Folha - Por que o sr. tira dois pontos?
ACM - Tiro por que acho que muitas decisões poderiam ter sido tomadas antes. Isso também é do feitio do presidente. E acho que sua equipe, que é boa, é menor do que ele. Acho que a economia vai bem, mas tem que haver ainda algumas medidas fortes, sobretudo na linha da diminuição do tamanho do Estado. É preciso ter outros setores em desenvolvimento, para acabar com o fantasma, esse sim sério, do desemprego.
Folha - Na eleição de 94, o presidente tinha para apresentar o Plano Real. O que será levado ao palanque em 98?

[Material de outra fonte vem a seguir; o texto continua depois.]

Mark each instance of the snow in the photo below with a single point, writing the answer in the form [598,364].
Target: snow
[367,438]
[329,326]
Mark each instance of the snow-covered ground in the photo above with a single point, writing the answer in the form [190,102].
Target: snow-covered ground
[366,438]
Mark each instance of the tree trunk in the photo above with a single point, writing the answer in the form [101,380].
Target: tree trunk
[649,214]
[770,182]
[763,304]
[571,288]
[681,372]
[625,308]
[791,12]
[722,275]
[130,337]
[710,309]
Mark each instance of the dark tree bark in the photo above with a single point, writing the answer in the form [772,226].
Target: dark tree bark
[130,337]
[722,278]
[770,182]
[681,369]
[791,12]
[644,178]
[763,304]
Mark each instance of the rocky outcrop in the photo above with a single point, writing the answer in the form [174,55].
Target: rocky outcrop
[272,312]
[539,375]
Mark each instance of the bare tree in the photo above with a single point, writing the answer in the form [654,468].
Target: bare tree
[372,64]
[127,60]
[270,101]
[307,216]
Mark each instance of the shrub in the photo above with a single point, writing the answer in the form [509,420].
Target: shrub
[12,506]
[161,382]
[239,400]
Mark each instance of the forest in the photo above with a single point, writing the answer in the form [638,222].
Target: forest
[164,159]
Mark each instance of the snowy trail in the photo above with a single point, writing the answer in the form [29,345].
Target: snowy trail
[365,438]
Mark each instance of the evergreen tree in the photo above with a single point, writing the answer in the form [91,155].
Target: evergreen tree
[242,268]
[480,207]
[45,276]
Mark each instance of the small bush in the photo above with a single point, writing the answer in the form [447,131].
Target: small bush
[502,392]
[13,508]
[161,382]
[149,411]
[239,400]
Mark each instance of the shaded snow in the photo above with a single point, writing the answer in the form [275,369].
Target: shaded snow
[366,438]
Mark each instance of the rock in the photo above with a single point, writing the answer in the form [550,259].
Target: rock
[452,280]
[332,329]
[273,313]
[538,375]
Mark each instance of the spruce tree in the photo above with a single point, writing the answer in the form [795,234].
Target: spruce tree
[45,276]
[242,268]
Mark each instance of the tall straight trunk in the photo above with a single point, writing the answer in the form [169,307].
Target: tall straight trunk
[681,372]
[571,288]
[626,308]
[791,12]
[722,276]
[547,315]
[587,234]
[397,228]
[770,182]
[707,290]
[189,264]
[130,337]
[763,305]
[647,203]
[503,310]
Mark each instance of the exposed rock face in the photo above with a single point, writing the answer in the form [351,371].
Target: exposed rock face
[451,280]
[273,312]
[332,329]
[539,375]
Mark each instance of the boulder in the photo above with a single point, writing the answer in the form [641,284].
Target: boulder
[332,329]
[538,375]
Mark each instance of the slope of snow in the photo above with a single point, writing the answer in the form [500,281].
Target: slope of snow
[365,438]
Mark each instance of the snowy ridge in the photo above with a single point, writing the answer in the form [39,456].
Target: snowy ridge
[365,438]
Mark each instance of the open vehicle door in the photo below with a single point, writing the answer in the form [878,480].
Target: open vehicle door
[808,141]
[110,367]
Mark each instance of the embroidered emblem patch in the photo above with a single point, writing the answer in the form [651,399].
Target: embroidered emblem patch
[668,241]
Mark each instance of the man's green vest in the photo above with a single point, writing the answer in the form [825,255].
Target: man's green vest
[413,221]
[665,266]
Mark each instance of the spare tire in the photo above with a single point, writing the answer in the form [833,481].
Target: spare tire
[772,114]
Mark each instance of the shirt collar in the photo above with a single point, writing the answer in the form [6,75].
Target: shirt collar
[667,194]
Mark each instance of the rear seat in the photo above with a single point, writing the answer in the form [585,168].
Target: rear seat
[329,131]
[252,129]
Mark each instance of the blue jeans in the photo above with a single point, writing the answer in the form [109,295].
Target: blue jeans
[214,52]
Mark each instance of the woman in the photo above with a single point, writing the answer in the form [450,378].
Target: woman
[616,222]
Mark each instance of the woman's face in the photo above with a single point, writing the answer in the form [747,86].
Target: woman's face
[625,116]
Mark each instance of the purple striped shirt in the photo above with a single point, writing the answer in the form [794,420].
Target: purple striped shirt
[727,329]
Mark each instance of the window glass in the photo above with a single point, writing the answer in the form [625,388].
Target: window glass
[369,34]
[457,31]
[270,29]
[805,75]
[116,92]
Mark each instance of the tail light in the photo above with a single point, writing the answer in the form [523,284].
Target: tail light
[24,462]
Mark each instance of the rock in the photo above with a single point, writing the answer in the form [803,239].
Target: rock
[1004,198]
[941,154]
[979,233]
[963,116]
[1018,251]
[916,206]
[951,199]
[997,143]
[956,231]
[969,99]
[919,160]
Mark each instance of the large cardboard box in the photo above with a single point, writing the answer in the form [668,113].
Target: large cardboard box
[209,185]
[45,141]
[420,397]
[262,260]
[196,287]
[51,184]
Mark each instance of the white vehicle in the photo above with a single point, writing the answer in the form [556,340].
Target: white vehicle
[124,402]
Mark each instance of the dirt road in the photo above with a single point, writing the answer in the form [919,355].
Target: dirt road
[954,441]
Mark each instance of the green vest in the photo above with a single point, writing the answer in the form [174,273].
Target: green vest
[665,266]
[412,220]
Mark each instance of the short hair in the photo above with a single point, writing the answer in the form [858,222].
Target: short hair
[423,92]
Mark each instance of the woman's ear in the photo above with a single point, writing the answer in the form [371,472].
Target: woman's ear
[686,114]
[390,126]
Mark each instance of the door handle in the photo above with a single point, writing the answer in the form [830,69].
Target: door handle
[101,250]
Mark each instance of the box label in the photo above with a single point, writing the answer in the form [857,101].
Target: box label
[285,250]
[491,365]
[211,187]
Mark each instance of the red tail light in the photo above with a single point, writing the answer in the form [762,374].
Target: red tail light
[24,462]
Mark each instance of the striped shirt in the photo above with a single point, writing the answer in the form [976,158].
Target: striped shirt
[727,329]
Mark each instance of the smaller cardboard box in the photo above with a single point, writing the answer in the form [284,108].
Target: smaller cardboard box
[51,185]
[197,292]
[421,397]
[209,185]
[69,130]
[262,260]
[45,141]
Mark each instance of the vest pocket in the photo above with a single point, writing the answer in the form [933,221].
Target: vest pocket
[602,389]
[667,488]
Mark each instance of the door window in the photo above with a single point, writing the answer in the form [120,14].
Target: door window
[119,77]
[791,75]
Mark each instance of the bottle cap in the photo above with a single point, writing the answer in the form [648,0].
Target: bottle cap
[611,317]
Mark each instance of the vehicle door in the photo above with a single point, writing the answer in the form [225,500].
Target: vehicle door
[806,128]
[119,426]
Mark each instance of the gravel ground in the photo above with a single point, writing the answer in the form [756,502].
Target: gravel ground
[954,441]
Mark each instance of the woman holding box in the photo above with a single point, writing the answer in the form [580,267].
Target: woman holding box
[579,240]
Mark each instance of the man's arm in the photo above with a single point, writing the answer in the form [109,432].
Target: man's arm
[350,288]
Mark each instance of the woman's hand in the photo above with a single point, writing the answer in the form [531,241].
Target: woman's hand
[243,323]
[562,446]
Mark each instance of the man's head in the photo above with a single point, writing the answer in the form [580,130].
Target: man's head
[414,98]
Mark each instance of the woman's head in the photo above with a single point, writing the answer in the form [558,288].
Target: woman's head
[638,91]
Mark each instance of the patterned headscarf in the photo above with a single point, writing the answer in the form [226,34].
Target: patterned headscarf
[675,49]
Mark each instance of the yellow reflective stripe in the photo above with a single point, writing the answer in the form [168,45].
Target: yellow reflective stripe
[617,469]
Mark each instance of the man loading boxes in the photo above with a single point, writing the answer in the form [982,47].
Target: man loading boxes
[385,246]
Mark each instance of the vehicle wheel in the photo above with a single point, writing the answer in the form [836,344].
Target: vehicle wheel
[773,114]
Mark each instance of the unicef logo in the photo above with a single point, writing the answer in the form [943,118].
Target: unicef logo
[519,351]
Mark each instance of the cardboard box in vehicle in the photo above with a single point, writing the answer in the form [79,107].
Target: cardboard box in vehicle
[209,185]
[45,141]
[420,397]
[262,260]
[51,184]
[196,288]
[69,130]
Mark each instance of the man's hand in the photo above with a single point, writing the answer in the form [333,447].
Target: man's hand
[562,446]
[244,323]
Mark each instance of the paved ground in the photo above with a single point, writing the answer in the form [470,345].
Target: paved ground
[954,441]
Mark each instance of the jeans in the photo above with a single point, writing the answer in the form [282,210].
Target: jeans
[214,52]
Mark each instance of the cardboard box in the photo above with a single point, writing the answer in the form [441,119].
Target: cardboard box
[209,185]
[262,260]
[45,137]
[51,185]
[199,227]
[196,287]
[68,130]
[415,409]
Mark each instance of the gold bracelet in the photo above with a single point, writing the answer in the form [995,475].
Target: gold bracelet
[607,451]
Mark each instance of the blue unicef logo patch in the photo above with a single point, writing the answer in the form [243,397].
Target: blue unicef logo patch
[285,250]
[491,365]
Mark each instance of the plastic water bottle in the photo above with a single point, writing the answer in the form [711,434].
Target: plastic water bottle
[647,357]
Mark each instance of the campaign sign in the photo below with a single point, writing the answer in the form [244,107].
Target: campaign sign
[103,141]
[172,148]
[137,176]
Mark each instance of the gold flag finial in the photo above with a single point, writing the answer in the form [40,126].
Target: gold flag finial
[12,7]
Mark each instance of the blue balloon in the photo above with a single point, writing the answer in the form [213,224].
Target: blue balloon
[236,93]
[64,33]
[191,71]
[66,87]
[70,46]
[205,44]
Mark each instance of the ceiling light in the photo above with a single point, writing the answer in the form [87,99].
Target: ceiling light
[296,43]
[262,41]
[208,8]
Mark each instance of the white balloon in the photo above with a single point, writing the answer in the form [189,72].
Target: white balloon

ACM - A primeira coisa que é a favor do presidente Fernando Henrique é a manutenção do Real. Isso é o que dá a ele uma força hoje muito maior nas classes mais pobres. O poder de compra do trabalhador, do homem do povo, é hoje muito maior. Os outros candidatos fariam plataformas fantasiosas que não seriam cumpridas. O povo não quer mais fantasias, quer realidade.
Folha - O que é pior, um ministro que trata aliados como inimigos e desanca colegas de gabinete ou um presidente que mantém um auxiliar desse tipo na sua equipe?
ACM - Esse é um problema difícil de se equacionar. Tem que se levar em conta a amizade e o respeito que o presidente Fernando Henrique tem pelo ministro Sérgio Motta. Mas tem que se levar em conta também os prejuízos de uma intromissão indevida em outros setores que o ministro faz. Fazer esse balanço não é uma coisa fácil. Acho também que a autoridade do presidente não pode ser ferida.
Folha - O ministro Sérgio Motta é indemissível?
ACM - Não. Ele é demissível como qualquer outro. É claro que, quando você tem que demitir um amigo, você conta até dez várias vezes. E aí vai encontrando razões para não demitir. Mas chega a um ponto que, se ele não demitir, compromete a sua autoridade. O ministro Sérgio Motta chegou a esse ponto. Entretanto, tem serviços prestados ao país. Comigo mesmo tem um relacionamento -tinha ou tem, não posso garantir, é bom botar o verbo nos dois tempos- um relacionamento bom, agradável. Mas não pode interferir na área dos outros ministros, na área do Congresso, na área dos partidos. No momento em que ele diz que A, B ou C não estão atuando bem no governo e estes continuam em seus cargos, é de se perguntar: quem está errado? Sérgio Motta ou o presidente? Esses comentários criam problemas que não são úteis à vida do país. Mas tenho certeza que a partir de agora o ministro vai ajudar o seu amigo Fernando Henrique.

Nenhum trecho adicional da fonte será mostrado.